Abe Eliowitz

Profile
- Position: Running back, wide receiver

Personal information
- Born: November 10, 1910 New York, New York, U.S.
- Died: November 19, 1981 (aged 71) Livonia, Michigan, U.S.

Career information
- College: Michigan State University

Career history
- 1933–1935: Ottawa Rough Riders
- 1936–1937: Montreal Indians

Awards and highlights
- 5× CFL All-Star (1933–1937); Jeff Russel Memorial Trophy (1935);
- Canadian Football Hall of Fame (Class of 1969)

= Abe Eliowitz =

American gridiron football player (1910–1981)

Abe Eliowitz (November 10, 1910 – November 19, 1981) was a star football player in American college football and in the days before the Canadian Football League (CFL). He also played college baseball.
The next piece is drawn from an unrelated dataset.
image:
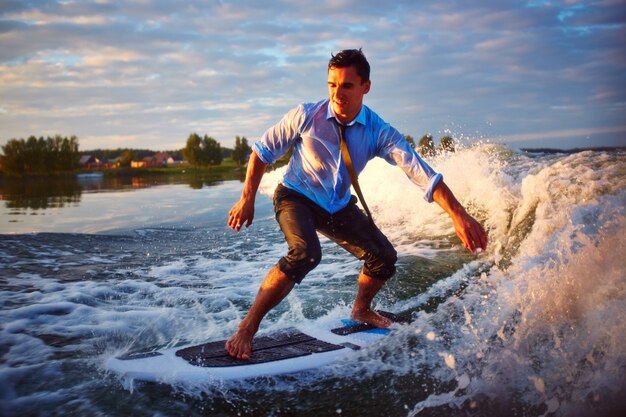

==Early life and education==
Eliowitz attended Michigan State University from 1930 to 1932. In 1931, Eliowitz was named an All America all-star honorable mention, and received the first MVP (Governor of Michigan) award ever given by Michigan State, and the Spartans finished with a record of 5–3–1.

In 1932, Abe was co-captain and was named Grantland Rice All America honorable mention as MSU had its best season during his career, compiling a record of 7–1–0. An all-around athlete, Eliowitz played on the baseball team and is sixth all-time in school history in triples in a season with six (1931), and triples in a career with 10.

Eliowitz always attracted attention, as both a college and professional player, with his highly skilled left-handed passing and punting.

==Career==
After graduating, Eliowitz went to Canada to play football. He played five seasons (1933–1937), three with the Ottawa Rough Riders and two with the Montreal Indians. He was an all-star five times as a running back and as a flying wing. In 1935, he led the Interprovincial Rugby Football Union with 62 points and was the winner of the Jeff Russel Memorial Trophy for fair play and sportsmanship. He was inducted into the Canadian Football Hall of Fame in 1969.

After playing in Canada, he became a physical education teacher in the Detroit school system and continued to coach football, winning city league championships at Denby and Cooley High School.

He was married to Gertrude Lipman on July 26, 1933, in Detroit and later to Ida Sara Lachman on February 14, 1945, in Detroit.